Smithsonian Institution Traveling Exhibition Service (SITES) showcases 40 to 50 exhibitions in cities across the nation every year. Look for a Smithsonian traveling exhibition scheduled to visit your community at sites.si.edu.
The John F. Kennedy Center for the Performing Arts (on the building itself called the John F. Kennedy Memorial Center for the Performing Arts, and commonly referred to as the Kennedy Center) is a performing arts center located on the Potomac River, adjacent to the Watergate complex in Washington, D.C. The Center, which opened on September 8, 1971, produces and presents theater, dance, ballet, orchestral, chamber, jazz, popular, and folk music, in addition to multi-media performances for all ages.
It is the busiest performing arts facility in the United States and annually hosts approximately 2,000 performances for audiences totaling nearly two million; Center-related touring productions, television, and radio broadcasts welcome 20 million more. Now in its 41st season, the Center presents the greatest examples of music, dance and theater; supports artists in the creation of new work; and serves the nation as a leader in arts education.
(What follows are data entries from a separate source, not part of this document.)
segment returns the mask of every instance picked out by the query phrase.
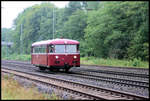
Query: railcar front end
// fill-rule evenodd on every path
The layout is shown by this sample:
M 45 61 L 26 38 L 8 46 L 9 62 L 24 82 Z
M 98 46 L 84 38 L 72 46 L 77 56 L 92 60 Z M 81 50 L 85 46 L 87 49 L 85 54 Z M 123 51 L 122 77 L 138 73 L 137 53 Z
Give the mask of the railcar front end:
M 80 67 L 79 42 L 68 39 L 55 39 L 52 41 L 36 42 L 32 44 L 33 65 L 41 70 L 64 69 Z

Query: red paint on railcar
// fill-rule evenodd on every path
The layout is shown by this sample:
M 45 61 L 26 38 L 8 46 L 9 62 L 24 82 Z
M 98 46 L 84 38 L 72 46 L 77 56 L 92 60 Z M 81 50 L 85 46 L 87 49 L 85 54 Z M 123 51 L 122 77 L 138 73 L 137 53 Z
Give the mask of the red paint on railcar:
M 65 45 L 65 53 L 49 53 L 49 46 L 50 45 Z M 66 45 L 76 45 L 76 52 L 75 53 L 67 53 Z M 79 42 L 76 40 L 69 40 L 69 39 L 53 39 L 53 40 L 46 40 L 35 42 L 32 44 L 32 60 L 31 63 L 37 66 L 50 67 L 50 68 L 71 68 L 71 67 L 80 67 L 80 53 L 79 53 Z M 41 50 L 40 48 L 36 50 L 37 47 L 45 47 L 45 53 L 36 53 L 33 52 L 37 50 Z M 33 49 L 35 48 L 35 49 Z M 43 52 L 43 51 L 42 51 Z

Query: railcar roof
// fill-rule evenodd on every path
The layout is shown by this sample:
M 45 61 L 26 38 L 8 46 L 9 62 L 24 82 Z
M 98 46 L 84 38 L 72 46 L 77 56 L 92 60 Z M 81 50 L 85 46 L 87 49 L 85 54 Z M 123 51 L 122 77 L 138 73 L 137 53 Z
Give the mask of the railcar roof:
M 47 45 L 47 44 L 79 44 L 79 42 L 70 39 L 53 39 L 53 40 L 35 42 L 32 44 L 32 46 Z

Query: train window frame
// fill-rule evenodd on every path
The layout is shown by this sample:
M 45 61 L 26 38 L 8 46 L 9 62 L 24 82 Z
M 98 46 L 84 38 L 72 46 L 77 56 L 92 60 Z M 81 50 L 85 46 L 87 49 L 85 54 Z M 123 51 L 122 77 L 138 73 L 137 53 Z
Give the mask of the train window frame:
M 47 47 L 46 45 L 41 45 L 41 46 L 34 46 L 33 47 L 33 53 L 34 54 L 44 54 L 47 53 Z
M 48 53 L 55 53 L 55 46 L 53 44 L 48 45 Z
M 72 47 L 73 46 L 73 47 Z M 75 49 L 75 51 L 74 51 Z M 66 53 L 77 53 L 77 44 L 66 44 Z

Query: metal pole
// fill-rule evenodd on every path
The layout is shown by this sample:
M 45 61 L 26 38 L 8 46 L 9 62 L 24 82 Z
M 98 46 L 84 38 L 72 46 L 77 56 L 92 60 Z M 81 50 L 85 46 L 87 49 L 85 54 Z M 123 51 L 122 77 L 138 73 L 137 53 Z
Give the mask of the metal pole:
M 21 34 L 20 34 L 20 54 L 22 54 L 22 24 L 21 24 Z
M 55 31 L 55 29 L 54 29 L 54 8 L 53 8 L 53 39 L 54 39 L 54 31 Z

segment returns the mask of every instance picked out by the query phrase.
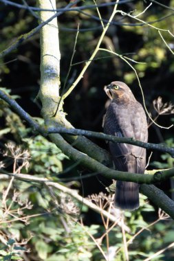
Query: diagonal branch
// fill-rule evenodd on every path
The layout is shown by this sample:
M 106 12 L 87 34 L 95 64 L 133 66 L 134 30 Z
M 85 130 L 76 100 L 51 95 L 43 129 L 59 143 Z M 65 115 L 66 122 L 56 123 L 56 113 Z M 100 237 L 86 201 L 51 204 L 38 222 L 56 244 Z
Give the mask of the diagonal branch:
M 85 130 L 77 128 L 66 128 L 63 127 L 48 127 L 47 129 L 48 133 L 68 133 L 72 135 L 84 135 L 86 137 L 96 137 L 98 139 L 105 139 L 117 143 L 126 143 L 138 146 L 138 147 L 146 149 L 153 149 L 160 150 L 163 152 L 169 153 L 174 157 L 174 148 L 168 148 L 164 145 L 155 144 L 151 143 L 142 142 L 135 140 L 133 138 L 118 137 L 113 135 L 109 135 L 102 133 L 97 133 L 95 131 Z

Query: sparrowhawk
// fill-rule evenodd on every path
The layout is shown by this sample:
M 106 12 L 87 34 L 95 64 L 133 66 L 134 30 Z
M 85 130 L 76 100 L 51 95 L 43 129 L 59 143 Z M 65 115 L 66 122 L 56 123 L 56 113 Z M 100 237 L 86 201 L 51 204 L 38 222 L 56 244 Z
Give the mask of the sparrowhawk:
M 104 133 L 147 142 L 144 111 L 128 86 L 122 82 L 112 82 L 106 87 L 105 91 L 111 102 L 104 119 Z M 116 170 L 144 173 L 145 148 L 112 141 L 109 141 L 109 145 Z M 122 209 L 137 209 L 139 207 L 139 185 L 133 182 L 116 181 L 114 203 L 116 207 Z

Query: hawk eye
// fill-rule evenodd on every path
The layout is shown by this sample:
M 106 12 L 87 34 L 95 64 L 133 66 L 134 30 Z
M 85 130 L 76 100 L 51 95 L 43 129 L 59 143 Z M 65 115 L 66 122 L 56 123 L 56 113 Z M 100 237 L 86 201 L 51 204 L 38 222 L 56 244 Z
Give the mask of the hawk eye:
M 118 89 L 120 88 L 120 87 L 118 85 L 115 85 L 113 84 L 113 88 L 115 89 L 115 90 L 118 90 Z

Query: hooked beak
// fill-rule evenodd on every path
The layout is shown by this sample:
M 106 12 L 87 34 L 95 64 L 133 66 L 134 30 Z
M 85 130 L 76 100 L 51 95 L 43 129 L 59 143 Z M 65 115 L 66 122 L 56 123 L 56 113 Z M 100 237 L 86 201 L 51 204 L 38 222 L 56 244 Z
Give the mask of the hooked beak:
M 113 100 L 112 93 L 111 91 L 111 89 L 112 89 L 111 84 L 107 85 L 104 88 L 104 91 L 105 91 L 107 95 L 109 98 L 110 100 Z
M 107 89 L 109 89 L 109 90 L 110 90 L 111 89 L 112 89 L 112 85 L 111 84 L 107 85 Z

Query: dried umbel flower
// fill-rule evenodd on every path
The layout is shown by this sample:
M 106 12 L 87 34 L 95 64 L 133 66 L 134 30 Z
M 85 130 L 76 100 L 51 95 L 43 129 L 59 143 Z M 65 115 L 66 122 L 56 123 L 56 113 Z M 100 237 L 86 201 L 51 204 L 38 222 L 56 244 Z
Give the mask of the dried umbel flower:
M 160 115 L 174 113 L 174 105 L 171 102 L 163 103 L 160 96 L 153 101 L 153 104 L 155 110 Z
M 64 193 L 61 194 L 60 207 L 68 214 L 78 215 L 80 212 L 78 207 L 75 205 L 72 197 Z
M 3 157 L 9 157 L 14 159 L 15 162 L 26 170 L 29 168 L 29 161 L 31 159 L 30 152 L 28 150 L 23 150 L 21 146 L 15 146 L 12 142 L 5 145 L 6 150 L 3 152 Z
M 110 203 L 113 201 L 112 196 L 111 194 L 107 195 L 102 192 L 100 192 L 98 194 L 92 194 L 88 196 L 87 198 L 94 203 L 100 207 L 105 208 L 109 206 Z

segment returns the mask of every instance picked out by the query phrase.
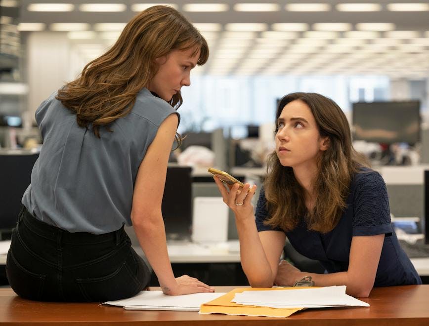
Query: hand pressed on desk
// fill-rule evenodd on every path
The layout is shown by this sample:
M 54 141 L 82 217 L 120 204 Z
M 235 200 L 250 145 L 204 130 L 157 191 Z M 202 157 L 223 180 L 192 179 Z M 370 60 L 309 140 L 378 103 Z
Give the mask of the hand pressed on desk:
M 299 269 L 282 259 L 279 264 L 274 283 L 278 285 L 292 286 L 304 276 Z

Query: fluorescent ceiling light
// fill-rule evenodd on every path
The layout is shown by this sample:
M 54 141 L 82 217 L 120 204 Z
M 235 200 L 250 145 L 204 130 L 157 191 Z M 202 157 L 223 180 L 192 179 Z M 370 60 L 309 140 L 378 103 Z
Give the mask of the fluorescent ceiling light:
M 121 35 L 120 32 L 102 32 L 100 33 L 100 37 L 103 40 L 117 40 Z
M 379 38 L 380 33 L 378 32 L 351 31 L 344 33 L 344 36 L 351 39 L 375 39 Z
M 51 31 L 69 32 L 72 31 L 86 31 L 89 29 L 89 24 L 84 23 L 55 23 L 49 25 Z
M 386 32 L 385 36 L 392 39 L 413 39 L 418 38 L 420 33 L 416 31 L 391 31 Z
M 338 32 L 321 32 L 315 31 L 310 31 L 309 32 L 304 32 L 302 33 L 302 35 L 304 38 L 310 38 L 312 39 L 336 39 L 339 34 Z
M 328 41 L 323 39 L 299 39 L 295 42 L 296 44 L 321 46 L 326 45 Z
M 91 40 L 95 39 L 97 34 L 92 31 L 69 32 L 67 37 L 70 40 Z
M 143 11 L 145 10 L 148 8 L 150 8 L 154 5 L 159 5 L 162 4 L 164 5 L 168 5 L 170 7 L 172 7 L 174 9 L 177 9 L 177 5 L 175 3 L 166 3 L 164 2 L 159 2 L 156 3 L 134 3 L 131 5 L 131 10 L 133 11 Z
M 225 39 L 238 39 L 253 40 L 256 36 L 254 32 L 224 32 L 222 37 Z
M 222 24 L 218 23 L 196 23 L 193 25 L 201 32 L 219 32 L 222 29 Z
M 348 45 L 362 45 L 366 43 L 366 40 L 362 39 L 337 39 L 334 40 L 335 44 Z
M 380 11 L 380 3 L 339 3 L 336 6 L 339 11 Z
M 429 10 L 428 3 L 387 3 L 387 9 L 390 11 L 427 11 Z
M 227 11 L 229 5 L 226 3 L 185 3 L 182 9 L 185 11 L 215 12 Z
M 317 23 L 313 24 L 313 29 L 315 31 L 345 32 L 352 29 L 352 26 L 348 23 Z
M 277 23 L 271 25 L 271 29 L 278 32 L 302 32 L 308 30 L 308 24 L 304 23 Z
M 418 39 L 410 40 L 410 42 L 413 44 L 418 44 L 424 46 L 429 46 L 429 39 L 419 38 Z
M 44 29 L 46 24 L 43 23 L 20 23 L 18 30 L 20 32 L 39 32 Z
M 288 3 L 285 9 L 289 11 L 329 11 L 329 3 Z
M 94 29 L 100 32 L 122 31 L 126 25 L 125 23 L 100 23 L 94 24 Z
M 386 31 L 395 29 L 395 24 L 392 23 L 359 23 L 356 24 L 359 31 Z
M 30 3 L 27 7 L 29 11 L 72 11 L 75 5 L 71 3 Z
M 94 12 L 118 12 L 127 10 L 124 3 L 83 3 L 79 5 L 81 11 Z
M 232 32 L 262 32 L 266 31 L 266 24 L 261 23 L 230 23 L 225 25 L 225 29 Z
M 236 11 L 279 11 L 280 6 L 277 3 L 236 3 Z
M 11 17 L 8 17 L 7 16 L 1 16 L 0 17 L 0 24 L 4 24 L 5 25 L 12 24 L 12 21 L 13 20 L 13 18 Z
M 402 43 L 400 39 L 374 39 L 372 42 L 374 44 L 386 45 L 397 45 Z

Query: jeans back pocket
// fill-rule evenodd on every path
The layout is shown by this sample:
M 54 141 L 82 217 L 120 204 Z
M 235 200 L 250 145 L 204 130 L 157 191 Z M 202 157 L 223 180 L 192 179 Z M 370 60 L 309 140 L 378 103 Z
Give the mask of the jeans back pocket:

With its artistic affiliate, the National Symphony Orchestra, the Center's achievements as a commissioner, producer, and nurturer of developing artists have resulted in over 200 theatrical productions, dozens of new ballets, operas, and musical works.
It represents a public-private partnership, since it is both the nation's living memorial to President John F. Kennedy and the "national center for the performing arts," which includes educational and outreach initiatives, almost entirely paid for through ticket sales and gifts from individuals, corporations, and private foundations.
Designed by architect Edward Durell Stone, it was built by Philadelphia contractor John McShain and is administered by a bureau of the Smithsonian Institution. It receives federal funding each year to pay for the maintenance and operation of the building.